The great thing about this current man-made economic crisis – other than the brilliant cover it has provided for government to launch the biggest financial power-grab the free world has ever seen – is that its bright red flashing light has distracted attention from just how structurally unsound the entirely synthetic euro is proving to be.

Spain’s economy, for example, is asphyxiating: unemployment is running at 14%. Its deficit is 7% - incidentally, that’s over twice that allowed by the Maastricht Convergence Criteria. It also has a current account deficit nearing 9% of GDP (whilst Germany has a current account surplus of 7%).
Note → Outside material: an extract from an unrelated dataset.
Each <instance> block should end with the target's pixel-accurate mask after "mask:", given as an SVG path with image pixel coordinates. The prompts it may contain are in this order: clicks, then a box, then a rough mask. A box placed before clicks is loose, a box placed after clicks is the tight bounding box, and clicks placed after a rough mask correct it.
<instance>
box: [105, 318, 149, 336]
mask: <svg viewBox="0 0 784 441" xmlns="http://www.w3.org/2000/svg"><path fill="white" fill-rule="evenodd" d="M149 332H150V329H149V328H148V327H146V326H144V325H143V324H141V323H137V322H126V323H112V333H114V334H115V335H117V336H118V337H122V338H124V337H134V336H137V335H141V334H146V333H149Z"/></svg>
The next great sub-prime lending disaster is hiding within the Western European loans to Eastern Europe of around $1.5tn. Austria, Belgium, Sweden (and Switzerland) have a loan exposure of between 25% to 60% of their GDP. Italy has a debt to GDP ratio of over 100% (but that’s just to itself).

As of February 2009, the lowest eurozone annual inflation rate was Ireland and Portugal at 0.1%; the highest were Finland 2.4% and Malta 3.5%. In the same month, manufacturing output was declining at record levels, hitting Germany and France particularly badly.

So, it is about the best the eurozone can do at the moment not to fall apart – and the pressure hasn’t even started yet.

According to the European Central Bank, the M3 money supply across the eurozone is growing at 6.5% annually. ECB interest rates are currently at 1.25%

Against any logic (other than straightforward duplicity), the Keynesians have somehow convinced the world that the big fear for the global economy is deflation. Milton Friedman said that inflation was always and everywhere a monetary phenomenon. Inflation is properly understood as an expansion of the money supply (and credit).

In summary, manufacturing output is falling. Certain member states are encumbered by massive debt.  Both considerations will push the ECB to consider lower interest rates. But the money supply is already expanding at a rate far greater than has been reflected by price rises.